Execute IRACR-O; we can find that \(X_{2}=\{x_{2},x_{3},x_{9}\}\) and \(X_{2}'=\{x_{2},x_{3},x_{9},y_{1}\}\), where \({\vert }X_{2}{/}D{\vert }=1\) and \({\vert }X_{2}'{/}D{\vert }\ne 1\). Hence, we update \(\hbox {CON}_{R}(D,U')=\{x_{1},x_{7},x_{4},x_{8},x_{2},x_{3},x_{9},y_{1}\}\) and \(\hbox {CON}_{C}(D,U')=\{x_{1},x_{7},x_{4},x_{8},x_{2},y_{1}\}\) and can get \({\vert }\hbox {CON}_{R}(D,U'){\vert }=8,\)\( {\vert \hbox {CON}_{C}(D,U'){\vert }=6}\) and \({\vert }\hbox {CON}_{R}(D,U'){\vert }\ne {\vert }\hbox {CON}_{C}(D,U'){\vert }\). Thus, we need to execute Step3 to add attributes for \(C-R\) into R. In the first circulation, we can get \(\textit{SIG}_{\mathrm{CON}}{}^{+}(c,R,D,U')=2\) and \({SIG}_{\mathrm{CON}}{}^{+}(d,R,D,U')=2\). Then, we select c into R, and have \(R=\{{ ab}\}\bigcup \{c\}=\{{abc}\}\). Thus, we have \({\vert }\hbox {CON}_{R}(D,U'){\vert }={\vert }\hbox {CON}_{C}(D,U'){\vert }=6\). Redundant attributes in R do not exist. Hence, the new reduct is \(R=\{{ abc}\}\).

Example 4

(Continuation of Example 1) For Table 1, \(R=\{{ab}\}\) is a reduct of the decision table S, and the three objects (i.e., \(y_{1}=(0,1,0,0,1)\), \(y_{2}=(0,1,0,1,1)\) and \(y_{3}=(1,0,1,0,2))\) are added into Table 1.

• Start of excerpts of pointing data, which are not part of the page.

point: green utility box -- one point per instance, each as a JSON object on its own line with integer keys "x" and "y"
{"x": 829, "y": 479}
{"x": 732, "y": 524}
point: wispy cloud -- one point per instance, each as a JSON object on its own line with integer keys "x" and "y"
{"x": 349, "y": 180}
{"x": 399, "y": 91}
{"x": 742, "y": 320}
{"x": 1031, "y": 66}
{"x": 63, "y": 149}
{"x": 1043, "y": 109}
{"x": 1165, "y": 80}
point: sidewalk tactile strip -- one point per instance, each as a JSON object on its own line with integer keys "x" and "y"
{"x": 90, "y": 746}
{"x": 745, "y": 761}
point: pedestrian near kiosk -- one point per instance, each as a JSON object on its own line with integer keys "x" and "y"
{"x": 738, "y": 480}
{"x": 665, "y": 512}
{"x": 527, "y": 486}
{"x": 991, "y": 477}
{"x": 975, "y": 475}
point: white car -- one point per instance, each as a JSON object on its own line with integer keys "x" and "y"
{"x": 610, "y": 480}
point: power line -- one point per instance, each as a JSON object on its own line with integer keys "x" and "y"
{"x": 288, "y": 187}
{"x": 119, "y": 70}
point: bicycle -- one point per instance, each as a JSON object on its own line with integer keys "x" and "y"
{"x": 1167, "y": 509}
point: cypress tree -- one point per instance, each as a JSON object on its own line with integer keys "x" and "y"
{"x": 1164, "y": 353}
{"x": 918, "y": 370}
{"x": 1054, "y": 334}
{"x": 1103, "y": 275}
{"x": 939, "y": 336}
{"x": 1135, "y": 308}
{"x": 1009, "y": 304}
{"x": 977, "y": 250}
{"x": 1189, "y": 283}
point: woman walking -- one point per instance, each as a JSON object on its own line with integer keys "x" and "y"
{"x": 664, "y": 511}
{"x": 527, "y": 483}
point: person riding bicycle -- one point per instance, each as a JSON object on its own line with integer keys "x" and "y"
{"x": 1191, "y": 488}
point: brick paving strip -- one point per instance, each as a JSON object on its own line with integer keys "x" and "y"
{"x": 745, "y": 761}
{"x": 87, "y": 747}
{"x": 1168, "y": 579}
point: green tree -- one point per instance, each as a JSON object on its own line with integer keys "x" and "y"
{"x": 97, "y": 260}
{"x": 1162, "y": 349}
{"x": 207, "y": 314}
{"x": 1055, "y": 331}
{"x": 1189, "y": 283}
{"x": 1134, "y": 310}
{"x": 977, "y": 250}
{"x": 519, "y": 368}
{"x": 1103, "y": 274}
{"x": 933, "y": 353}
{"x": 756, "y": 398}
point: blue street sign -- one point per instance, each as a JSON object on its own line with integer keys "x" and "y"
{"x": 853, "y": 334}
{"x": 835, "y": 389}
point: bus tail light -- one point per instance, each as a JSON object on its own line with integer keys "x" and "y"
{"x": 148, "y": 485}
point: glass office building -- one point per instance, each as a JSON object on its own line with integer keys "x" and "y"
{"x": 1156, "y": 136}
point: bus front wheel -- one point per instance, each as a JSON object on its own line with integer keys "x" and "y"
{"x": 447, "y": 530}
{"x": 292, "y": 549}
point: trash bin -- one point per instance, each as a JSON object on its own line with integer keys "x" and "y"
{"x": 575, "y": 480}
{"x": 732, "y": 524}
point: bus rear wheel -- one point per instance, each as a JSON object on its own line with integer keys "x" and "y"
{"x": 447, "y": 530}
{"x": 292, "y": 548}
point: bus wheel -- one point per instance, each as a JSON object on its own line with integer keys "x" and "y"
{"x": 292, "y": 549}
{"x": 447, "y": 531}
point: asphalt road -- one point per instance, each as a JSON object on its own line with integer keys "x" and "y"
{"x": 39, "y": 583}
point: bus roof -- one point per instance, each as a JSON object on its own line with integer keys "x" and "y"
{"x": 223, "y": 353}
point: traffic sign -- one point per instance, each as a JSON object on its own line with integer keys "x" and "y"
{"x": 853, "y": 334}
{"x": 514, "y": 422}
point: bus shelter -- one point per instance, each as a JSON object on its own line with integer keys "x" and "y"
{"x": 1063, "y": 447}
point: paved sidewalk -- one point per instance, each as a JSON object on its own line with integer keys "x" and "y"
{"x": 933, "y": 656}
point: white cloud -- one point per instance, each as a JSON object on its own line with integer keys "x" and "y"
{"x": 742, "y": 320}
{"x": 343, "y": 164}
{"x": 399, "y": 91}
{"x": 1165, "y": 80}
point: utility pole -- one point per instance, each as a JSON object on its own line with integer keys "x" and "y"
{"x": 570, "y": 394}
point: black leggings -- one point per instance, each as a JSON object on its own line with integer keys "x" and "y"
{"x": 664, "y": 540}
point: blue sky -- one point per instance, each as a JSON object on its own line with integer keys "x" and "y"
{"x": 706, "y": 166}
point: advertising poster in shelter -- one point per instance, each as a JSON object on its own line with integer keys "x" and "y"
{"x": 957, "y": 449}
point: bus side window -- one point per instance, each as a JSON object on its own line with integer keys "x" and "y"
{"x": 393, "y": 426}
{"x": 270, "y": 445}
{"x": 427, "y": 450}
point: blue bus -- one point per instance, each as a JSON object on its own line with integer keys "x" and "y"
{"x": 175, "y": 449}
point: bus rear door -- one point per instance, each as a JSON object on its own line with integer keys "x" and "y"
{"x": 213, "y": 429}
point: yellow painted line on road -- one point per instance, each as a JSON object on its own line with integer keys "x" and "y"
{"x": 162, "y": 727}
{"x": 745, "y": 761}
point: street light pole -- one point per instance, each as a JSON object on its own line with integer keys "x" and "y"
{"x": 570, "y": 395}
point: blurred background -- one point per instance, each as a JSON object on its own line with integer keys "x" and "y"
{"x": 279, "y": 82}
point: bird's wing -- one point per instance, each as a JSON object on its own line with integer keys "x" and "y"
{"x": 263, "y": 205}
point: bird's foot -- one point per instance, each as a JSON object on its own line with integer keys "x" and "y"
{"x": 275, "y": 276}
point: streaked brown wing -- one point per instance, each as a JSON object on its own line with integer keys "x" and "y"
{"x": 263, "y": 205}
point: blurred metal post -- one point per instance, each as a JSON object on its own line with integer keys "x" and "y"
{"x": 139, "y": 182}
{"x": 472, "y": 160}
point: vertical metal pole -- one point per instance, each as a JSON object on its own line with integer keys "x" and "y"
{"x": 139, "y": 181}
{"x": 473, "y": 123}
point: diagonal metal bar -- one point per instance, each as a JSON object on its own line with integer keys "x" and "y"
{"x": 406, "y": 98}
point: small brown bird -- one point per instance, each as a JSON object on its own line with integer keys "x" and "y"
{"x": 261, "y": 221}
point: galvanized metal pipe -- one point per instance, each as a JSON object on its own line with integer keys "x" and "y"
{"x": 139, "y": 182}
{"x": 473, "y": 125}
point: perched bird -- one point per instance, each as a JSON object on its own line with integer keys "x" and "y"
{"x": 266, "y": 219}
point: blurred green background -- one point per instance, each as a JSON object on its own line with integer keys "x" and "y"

(1) We suppose that the adding order is \(y_{1},y_{2},y_{3}\) and execute IRACR-M. From Example \(_{3}\), we can get \(R=\{{abc}\}\), \(\hbox {CON}_{R}(D,U')=\hbox {CON}_{C}(D,U')=\{x_{1},x_{7},x_{4},x_{8},x_{2},y_{1}\}\) and \(\hbox {QCON}_{R}(D,U')=\{\{x_{1},x_{7}\},\{x_{4},x_{8}\}\), \(\{x_{2},y_{1}\}\}\).

Then, adding \(y_{2}\) into the decision table, we can find that \(X_{2}=\{x_{2},y_{1}\}\) and \(X_{2}'=\{x_{2},y_{1},y_{2}\}\), where \({\vert }X_{2}{/}D{\vert }\ne 1\) and \({\vert }X_{2}'{/}D{\vert }\ne 1\). We update \(\hbox {CON}_{R}(D,U')=\{x_{1},x_{7},x_{4},x_{8},x_{2},y_{1},y_{2}\}\) and \(\hbox {CON}_{C}(D,U')=\{x_{1},x_{7},x_{4},x_{8},x_{2},y_{1}\}\); \({\vert }\hbox {CON}_{R}(D,U'){\vert }\ne {\vert }\hbox {CON}_{C}(D,U'){\vert }\). We select d into R and have \(R=\{{abc}\}\bigcup \{d\}=\{{abcd}\}\).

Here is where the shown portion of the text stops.